RFC: A standardized interface between web servers and
applications or frameworks (ala WSGI)
Daniel McAllansmith
dm.maillists at gmail.com
Mon Apr 14 01:17:24 EDT 2008
On Mon, 14 Apr 2008 13:32:07 Chris Smith wrote:
> On Sun, 13 Apr 2008 16:06:43 -0700, Adam Langley wrote:
> > On Sun, Apr 13, 2008 at 4:59 AM, Johan Tibell <johan.tibell at gmail.com>
> >
> > wrote:
> >> * Using a different set of data types would work better.
> >
> > Give that this is Haskell, I'd suggest more types ;)
> >
> > HTTP headers aren't just strings and, at the risk of tooting my own
> > horn, I'll point to the Headers structure in [1].
>
> Wait, I'm not sure I agree here. How are headers not just strings?
Headers, at least their values, aren't strings. The specification says so.
I think headers should be represented by something more specific than a string.
> By
> assuming that, are we guaranteeing that anything using this interface
> cannot respond gracefully to a client that writes malformed headers?
Having explicit types for headers doesn't preclude trying to handle messages with malformed headers. Soldiering on in the face of malformed messages as a general strategy is pretty dubious in my opinion. In the specific cases where you've determined it is necessary you want to be able to register a work-around parser for that section of the message, and be able to tell that it has been used. A decent framework can supply a catalogue of commonly required work-arounds.
>
> Another perspective: there is unnecessary variation there in how
> interfaces are represented. If I'm looking for a header, and I know its
> name as a string, how do I look for it? Well, apparently it's either a
> named field (if it's known to the interface) or in the "other" section
> (if not). So I write a gigantic case analysis? But then suppose the
> interface is updated later to include some headers that popped up
> unofficially but then are standardized in a future RFC. (This is not too
> odd; lots of REST web services invent new headers every day, many of
> which do things that make sense outside of the particular application.)

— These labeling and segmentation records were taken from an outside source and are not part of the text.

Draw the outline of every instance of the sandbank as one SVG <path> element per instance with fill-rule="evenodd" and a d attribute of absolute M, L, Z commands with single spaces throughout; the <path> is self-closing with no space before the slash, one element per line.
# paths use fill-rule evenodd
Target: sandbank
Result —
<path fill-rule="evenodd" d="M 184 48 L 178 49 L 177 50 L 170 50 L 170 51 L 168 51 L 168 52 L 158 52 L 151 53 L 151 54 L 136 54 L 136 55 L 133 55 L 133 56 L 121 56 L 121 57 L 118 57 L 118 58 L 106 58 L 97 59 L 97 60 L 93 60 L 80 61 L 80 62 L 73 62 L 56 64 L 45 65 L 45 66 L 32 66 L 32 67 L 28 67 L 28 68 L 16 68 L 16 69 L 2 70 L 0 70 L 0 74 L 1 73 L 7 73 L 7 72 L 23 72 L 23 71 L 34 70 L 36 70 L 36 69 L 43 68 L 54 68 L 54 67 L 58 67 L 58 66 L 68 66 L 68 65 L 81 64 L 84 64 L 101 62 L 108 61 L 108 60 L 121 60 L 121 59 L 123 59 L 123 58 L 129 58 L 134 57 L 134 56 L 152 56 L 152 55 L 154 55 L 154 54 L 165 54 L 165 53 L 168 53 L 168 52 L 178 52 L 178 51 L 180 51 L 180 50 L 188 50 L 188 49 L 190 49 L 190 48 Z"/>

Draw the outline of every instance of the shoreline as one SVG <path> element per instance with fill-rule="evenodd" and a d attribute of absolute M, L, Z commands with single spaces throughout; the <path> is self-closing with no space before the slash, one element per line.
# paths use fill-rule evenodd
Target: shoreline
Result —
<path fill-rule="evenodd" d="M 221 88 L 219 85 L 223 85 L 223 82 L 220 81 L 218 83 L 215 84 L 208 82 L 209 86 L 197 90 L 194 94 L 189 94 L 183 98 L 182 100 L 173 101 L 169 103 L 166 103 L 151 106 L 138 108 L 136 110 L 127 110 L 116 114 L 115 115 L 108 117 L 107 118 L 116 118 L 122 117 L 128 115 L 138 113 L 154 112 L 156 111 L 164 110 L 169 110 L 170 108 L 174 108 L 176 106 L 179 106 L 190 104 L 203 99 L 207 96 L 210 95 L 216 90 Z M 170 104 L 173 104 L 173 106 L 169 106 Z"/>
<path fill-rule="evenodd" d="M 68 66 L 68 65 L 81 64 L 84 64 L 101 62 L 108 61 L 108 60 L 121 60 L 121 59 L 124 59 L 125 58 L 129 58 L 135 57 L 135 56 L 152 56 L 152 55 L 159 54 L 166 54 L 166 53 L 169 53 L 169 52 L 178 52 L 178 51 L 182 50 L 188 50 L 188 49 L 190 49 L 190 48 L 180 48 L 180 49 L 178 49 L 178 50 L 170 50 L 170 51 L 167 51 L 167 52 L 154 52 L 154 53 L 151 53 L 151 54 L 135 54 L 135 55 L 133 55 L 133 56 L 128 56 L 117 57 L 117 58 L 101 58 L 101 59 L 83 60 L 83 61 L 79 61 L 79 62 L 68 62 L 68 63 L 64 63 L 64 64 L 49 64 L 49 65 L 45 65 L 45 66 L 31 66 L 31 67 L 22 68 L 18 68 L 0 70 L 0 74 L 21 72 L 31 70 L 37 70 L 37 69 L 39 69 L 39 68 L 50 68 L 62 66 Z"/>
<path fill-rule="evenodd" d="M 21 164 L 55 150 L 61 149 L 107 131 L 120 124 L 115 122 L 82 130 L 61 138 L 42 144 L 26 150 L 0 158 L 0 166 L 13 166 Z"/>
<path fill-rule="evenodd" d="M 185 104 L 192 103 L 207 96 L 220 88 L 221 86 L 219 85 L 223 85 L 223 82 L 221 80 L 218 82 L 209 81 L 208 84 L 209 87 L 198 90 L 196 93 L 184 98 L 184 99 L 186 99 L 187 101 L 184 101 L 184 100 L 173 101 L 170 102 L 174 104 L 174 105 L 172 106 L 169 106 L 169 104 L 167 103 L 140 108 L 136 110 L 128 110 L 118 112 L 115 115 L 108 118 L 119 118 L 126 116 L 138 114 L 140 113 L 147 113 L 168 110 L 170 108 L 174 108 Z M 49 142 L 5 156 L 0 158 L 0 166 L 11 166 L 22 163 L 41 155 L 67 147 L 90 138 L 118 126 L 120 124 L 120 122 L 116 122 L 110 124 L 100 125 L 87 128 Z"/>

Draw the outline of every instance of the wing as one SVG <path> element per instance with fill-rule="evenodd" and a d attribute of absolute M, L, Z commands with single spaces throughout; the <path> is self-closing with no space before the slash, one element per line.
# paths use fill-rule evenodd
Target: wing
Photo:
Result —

> Does old code that handled these headers stop working, just because it
> was looking in the "other" section, but now needs to check a field
> dedicated to that header?
I don't like the idea of having a fixed enumeration of methods or headers.
You need to be able to define new methods and headers at will, and ideally have the usage of headers constrained to valid contexts.
This suggests to me type classes that establish a 'can occur in' relationship between request/response, method and a given general/request/response/entity header.
By importing new method or header data type, appropriate type class instances and registering an appropriate message parser extension you can mix and match which headers and methods you support. GET and HEAD are the only ones that MUST be supported after all.